Вот почему камера, в которую вошел Люсьен, показалась ему полным повторением его первой парижской комнаты в гостинице «Клюни». Кровать, в точь-в-точь как в самых скромных меблированных комнатах Латинского квартала, стулья с соломенными сиденьями, стол и необходимая утварь составляли меблировку камеры, куда нередко сажают и двух обвиняемых, если они тихого нрава и преступления их относятся к разряду неопасных, как-то: подлог или банкротство. Это внешнее сходство между началом пути, исполненным такой невинности, и концом, являвшимся последней ступенью позора и унижения, столь верно было схвачено Люсьеном, в котором в последний раз заговорила его поэтическая натура, что он зарыдал. Он плакал часа четыре, наружно бесчувственный, как каменное изваяние, но невыразимо страдая от всех этих разрушенных надежд, уязвленный в своем тщеславии, униженный в своей гордости, во всех своих Я, олицетворяющих честолюбца, любовника, счастливца, денди, парижанина, поэта, сластолюбца, баловня удачи. Все в нем разбилось при этом икаровом падении. 129
Карлос Эррера, как только он остался один в камере, заметался, точно белый медведь из Ботанического сада в своей клетке. Он тщательно осмотрел дверь и убедился, что, кроме глазка, никакого отверстия в ней не было. Он ощупал стенку, оглядел колпак вытяжной трубы, откуда проникал слабый свет, и сказал про себя: «Я в надежном месте!» Он забился в угол, где был недосягаем для неусыпного ока надзирателя, наблюдавшего за узниками через зарешеченный глазок в двери. Потом снял парик и проворно отодрал бумагу, приклеенную внутри. Бумага был так засалена, что ее можно было счесть за кожаную подкладку парика. Сам Биби-Люпен, вздумай он снять с него парик, чтобы установить тождество испанца и Жака Коллена, и тот не обнаружил бы этой бумаги, настолько она казалась неотъемлемой частью парикмахерского изделия. Оборотная ее сторона была еще достаточно белой и чистой, и на ней можно было написать несколько строк.

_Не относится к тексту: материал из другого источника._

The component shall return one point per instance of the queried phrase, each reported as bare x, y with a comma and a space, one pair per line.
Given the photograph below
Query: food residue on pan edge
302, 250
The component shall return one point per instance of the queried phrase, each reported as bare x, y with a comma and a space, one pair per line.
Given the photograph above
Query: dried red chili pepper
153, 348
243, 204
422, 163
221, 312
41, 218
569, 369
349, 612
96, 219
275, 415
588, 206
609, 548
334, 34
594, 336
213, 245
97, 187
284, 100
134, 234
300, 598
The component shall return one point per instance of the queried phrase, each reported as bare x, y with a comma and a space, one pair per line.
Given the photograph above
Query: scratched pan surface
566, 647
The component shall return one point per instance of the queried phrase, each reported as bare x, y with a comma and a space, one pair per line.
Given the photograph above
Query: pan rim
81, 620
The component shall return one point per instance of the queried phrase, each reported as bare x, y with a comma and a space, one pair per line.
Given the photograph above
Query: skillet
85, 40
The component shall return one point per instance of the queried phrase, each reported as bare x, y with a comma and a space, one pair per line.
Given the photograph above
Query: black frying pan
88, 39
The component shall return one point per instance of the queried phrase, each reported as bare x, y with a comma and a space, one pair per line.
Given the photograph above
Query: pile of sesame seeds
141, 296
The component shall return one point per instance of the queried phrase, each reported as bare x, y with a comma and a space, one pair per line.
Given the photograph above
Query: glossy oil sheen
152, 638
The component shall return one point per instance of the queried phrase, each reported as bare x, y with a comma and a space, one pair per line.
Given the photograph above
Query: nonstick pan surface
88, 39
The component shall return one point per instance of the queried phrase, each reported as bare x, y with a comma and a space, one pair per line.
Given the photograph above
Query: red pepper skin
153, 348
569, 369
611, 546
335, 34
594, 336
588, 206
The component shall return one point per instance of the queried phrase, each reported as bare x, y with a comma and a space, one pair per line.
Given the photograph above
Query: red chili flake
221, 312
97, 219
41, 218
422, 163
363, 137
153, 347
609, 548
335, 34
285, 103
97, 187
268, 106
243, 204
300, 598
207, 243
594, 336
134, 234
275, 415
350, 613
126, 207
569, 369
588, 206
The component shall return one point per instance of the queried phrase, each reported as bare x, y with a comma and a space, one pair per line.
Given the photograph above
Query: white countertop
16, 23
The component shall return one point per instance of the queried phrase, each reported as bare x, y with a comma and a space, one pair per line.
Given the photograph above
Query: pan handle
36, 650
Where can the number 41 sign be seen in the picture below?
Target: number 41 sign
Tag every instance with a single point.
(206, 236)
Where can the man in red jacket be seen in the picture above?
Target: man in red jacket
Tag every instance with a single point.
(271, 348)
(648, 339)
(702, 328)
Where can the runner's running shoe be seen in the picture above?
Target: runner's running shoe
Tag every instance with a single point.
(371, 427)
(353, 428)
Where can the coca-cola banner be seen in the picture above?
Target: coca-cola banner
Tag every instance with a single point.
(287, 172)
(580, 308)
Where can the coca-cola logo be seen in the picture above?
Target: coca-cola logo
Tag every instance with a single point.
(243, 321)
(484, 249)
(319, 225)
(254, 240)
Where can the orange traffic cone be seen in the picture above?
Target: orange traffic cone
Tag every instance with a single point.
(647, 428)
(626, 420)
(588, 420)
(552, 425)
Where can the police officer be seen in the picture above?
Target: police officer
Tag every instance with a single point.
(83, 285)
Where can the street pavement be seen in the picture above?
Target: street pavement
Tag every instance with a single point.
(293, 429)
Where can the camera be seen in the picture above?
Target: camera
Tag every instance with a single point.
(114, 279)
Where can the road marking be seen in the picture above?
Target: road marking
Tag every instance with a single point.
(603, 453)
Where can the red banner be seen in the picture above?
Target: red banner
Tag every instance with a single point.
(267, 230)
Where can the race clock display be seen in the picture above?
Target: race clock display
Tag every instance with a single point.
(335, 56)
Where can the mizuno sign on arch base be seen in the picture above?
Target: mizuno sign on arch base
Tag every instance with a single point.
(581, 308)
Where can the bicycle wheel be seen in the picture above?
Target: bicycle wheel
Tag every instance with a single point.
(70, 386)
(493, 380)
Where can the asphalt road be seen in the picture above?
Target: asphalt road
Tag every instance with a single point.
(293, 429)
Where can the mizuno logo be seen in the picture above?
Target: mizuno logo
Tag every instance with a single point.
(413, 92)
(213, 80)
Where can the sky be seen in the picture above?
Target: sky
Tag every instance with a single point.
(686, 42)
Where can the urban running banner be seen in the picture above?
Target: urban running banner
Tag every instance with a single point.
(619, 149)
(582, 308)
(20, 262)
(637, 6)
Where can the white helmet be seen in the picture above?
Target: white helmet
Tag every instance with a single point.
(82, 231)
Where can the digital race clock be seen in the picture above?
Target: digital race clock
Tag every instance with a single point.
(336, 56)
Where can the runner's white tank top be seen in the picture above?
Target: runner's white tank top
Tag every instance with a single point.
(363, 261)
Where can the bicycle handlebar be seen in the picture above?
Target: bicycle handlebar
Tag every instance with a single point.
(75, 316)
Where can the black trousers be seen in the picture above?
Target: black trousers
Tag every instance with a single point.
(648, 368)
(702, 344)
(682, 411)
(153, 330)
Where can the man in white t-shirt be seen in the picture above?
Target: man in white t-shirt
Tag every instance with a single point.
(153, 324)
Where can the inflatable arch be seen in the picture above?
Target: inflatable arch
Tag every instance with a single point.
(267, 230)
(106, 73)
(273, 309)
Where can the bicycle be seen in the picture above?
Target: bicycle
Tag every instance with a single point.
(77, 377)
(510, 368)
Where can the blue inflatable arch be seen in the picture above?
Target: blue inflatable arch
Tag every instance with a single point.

Операция отклеивания, трудная и кропотливая, началась еще в Форс, потому что оставшихся ему здесь двух часов было бы недостаточно, половина дня была на это потрачена накануне. Подследственный стал надрывать эту драгоценную бумагу таким образом, чтобы образовалась полоска в восемь-десять миллиметров шириною; затем он разделил ее на несколько частей, после чего опять спрятал в своеобразное хранилище свой бумажный запас, предварительно смочив слюною оставшийся на бумаге слой гуммиарабика, чтобы она по-прежнему пристала к парику. Он нащупал приклеенную к пряди волос тонкую, как булавка, палочку графита – широко известное с давних пор изделие Сюсса – и отломил от нее кусочек, достаточно большой, чтобы им писать, и достаточно маленький, чтобы прятать его в ухе. Закончив всю подготовительную работу с уверенностью бывалого каторжника, ловкого точно обезьяна, Жак Коллен сел на край кровати и стал обдумывать наставления для Азии, ибо он был убежден, что встретит ее на своем пути, настолько он надеялся на сообразительность этой женщины.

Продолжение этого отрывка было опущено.